Effectively affine precomp A for _ecmult without inversion!

peterdettman commented at 9:02 am on December 21, 2014: contributor

Builds on top of https://github.com/bitcoin/secp256k1/pull/41 (Co-Z arithmetic for precomputation).
Instead of inversion, scales all precomp A points to the same Z (usually != 1).
Store the precomp A as affine by discarding the z coordinate (whilst noting the single Z value for later), which is equivalent to taking them as affine points on an isogenous curve.
In secp256k1_ecmult, we treat the accumulator (“r”) as operating on this isogenous curve.
Doubling formula needs no changes, adding of precomp A points is a simple _gej_add_ge_var.
G precomp remains the same, but each add of these requires an extra 1M to bring the accumulator temporarily back to the “default isogeny”. For simplicity here I’ve modified _gej_add_ge_var to support this.
The z value of the final result needs to be scaled (1M) also.
Optimal at WINDOW_A=5.

Anyway, the upshot of this is an ~5% performance improvement for bench_verify (64bit, endo=yes), over and above the Co-Z precomputation itself, so >8% total vs master. Rough math suggests it’s saving ~116M vs the Co-Z arithmetic PR, which appears to make any inversion approach obsolete.

Questions welcome, as I’m not sure how to explain this in a straight-forward way (as far as I know this is a novel idea). I guess it’s important to understand why the isogeny works out so neatly; it’s a rather nice property of secp256k1 that stems from it having a==0 in the curve equation; otherwise, operating on an isogenous curve would require changes to the doubling formula. I recommend e.g. http://joye.site88.net/papers/TJ10coordblind.pdf, where this is discussed in the context of blinding (which reminds me I was meaning to PR a demo of that), albeit the a==0 case is not explicitly called out. It may be easier just to think of it as playing games with the z values…

EDIT: I’ll leave it as I wrote it, but I think the above should be talking about isomorphisms rather than isogenies.

gmaxwell commented at 9:05 am on December 21, 2014: contributor

It intutively makes sense to me. This is quite awesome. I’d already thought about using an isogenous projection for blinding (having seen it mentioned in a list of blinding techinues)– but doing scalar blinding seems more interesting for most of our need for blinding, never would have thought of it for this.

Darn ECDSA: With schnorr this would make our verification completely inversion free.

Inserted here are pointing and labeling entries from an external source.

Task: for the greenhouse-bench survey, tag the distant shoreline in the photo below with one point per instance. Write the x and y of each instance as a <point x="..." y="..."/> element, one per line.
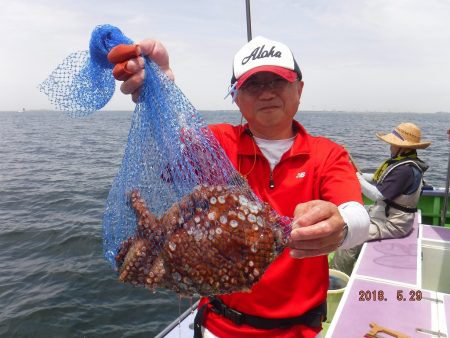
<point x="237" y="111"/>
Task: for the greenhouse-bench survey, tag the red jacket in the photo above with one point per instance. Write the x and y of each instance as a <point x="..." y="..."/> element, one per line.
<point x="314" y="168"/>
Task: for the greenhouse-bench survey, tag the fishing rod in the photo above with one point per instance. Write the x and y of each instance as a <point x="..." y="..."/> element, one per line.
<point x="444" y="210"/>
<point x="249" y="20"/>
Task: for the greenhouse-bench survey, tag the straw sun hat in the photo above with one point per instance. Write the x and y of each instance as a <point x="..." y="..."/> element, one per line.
<point x="405" y="135"/>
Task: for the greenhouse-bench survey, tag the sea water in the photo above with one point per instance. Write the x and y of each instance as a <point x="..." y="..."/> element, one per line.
<point x="55" y="174"/>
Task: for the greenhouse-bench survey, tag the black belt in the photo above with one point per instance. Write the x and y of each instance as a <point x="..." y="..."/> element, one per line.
<point x="311" y="318"/>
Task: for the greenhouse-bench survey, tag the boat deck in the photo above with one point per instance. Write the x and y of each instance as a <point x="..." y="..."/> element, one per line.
<point x="386" y="288"/>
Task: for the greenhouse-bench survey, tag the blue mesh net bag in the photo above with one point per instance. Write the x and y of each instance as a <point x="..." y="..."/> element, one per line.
<point x="178" y="215"/>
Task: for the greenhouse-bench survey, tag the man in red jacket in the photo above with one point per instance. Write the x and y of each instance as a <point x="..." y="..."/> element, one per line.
<point x="301" y="176"/>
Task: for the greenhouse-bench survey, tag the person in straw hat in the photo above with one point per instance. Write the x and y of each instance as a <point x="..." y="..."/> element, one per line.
<point x="395" y="188"/>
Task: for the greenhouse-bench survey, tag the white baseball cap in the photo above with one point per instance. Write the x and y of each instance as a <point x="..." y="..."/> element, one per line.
<point x="264" y="55"/>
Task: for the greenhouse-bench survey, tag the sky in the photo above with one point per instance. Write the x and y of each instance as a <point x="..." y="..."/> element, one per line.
<point x="355" y="55"/>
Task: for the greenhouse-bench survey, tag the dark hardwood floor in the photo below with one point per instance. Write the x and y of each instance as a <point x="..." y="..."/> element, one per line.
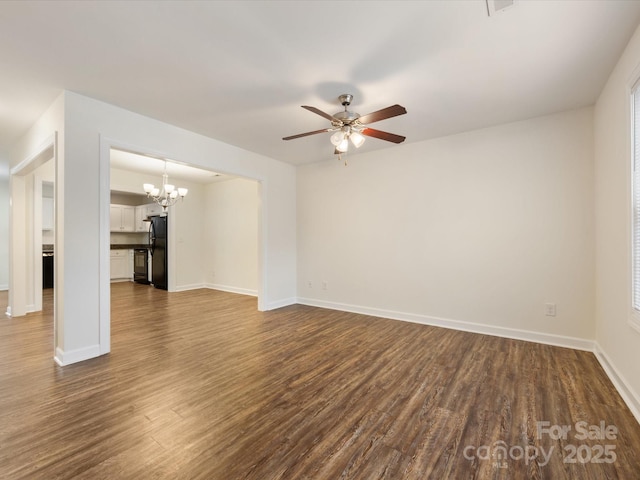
<point x="199" y="385"/>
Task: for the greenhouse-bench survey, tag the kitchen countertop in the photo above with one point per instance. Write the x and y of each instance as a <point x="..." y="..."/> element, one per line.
<point x="48" y="248"/>
<point x="127" y="246"/>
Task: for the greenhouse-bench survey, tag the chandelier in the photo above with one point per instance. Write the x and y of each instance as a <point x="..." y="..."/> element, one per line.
<point x="166" y="196"/>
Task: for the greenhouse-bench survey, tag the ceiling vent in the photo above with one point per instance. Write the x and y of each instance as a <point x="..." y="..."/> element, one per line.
<point x="498" y="6"/>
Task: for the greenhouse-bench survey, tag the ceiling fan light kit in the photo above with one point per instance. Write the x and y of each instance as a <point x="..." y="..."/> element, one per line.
<point x="350" y="126"/>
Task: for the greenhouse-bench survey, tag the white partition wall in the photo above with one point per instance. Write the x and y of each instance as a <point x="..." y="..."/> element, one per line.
<point x="88" y="129"/>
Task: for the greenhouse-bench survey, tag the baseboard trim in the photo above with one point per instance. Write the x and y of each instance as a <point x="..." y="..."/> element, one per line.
<point x="285" y="302"/>
<point x="63" y="358"/>
<point x="513" y="333"/>
<point x="231" y="289"/>
<point x="630" y="397"/>
<point x="193" y="286"/>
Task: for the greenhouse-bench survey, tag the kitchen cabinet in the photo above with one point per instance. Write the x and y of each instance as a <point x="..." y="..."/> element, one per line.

peterdettman commented at 2:38 am on December 22, 2014: contributor

Perhaps a better reference: http://joye.site88.net/papers/JT01edpa.pdf @gmaxwell Im still a bit giddy that this works so well. I had the z-ratio trick and the isomorphism stuff in mind for a while, and yesterday it just gelled for me. I wasn’t quite sure how it would work out , but I coded it up and… 1M per G add? Awesome, indeed.

I actually now think it will work fine for a!=0 curves too, using “modified Jacobian” coordinates to avoid increasing the cost of doubling.

Why not both scalar and point blinding? Simple point blinding amounts to just an extra 2M per scalar mult, assuming the G precomp points have been moved to some random curve isomorphism in setup.

gmaxwell commented at 6:50 pm on December 22, 2014: contributor

Why not both scalar and point blinding?

Not unresonable, just updating the point bilinding takes a fair amount more computation and we already have the unknown-discrete-log blinding. I’m all for implementing all reasonably simple, reasonably fast countermeasures for the secret data handling cases. Though actual immunity to things like high resolution power sidechannel analysis seem hopeless on general purposes computers, thats no reason to make an attacker’s life easier.

peterdettman force-pushed on Dec 23, 2014

sipa commented at 1:42 pm on December 23, 2014: contributor

This is just awesome. It seems we’re around 8% slower than Ed25519 here with it (without using GLV, with gmp).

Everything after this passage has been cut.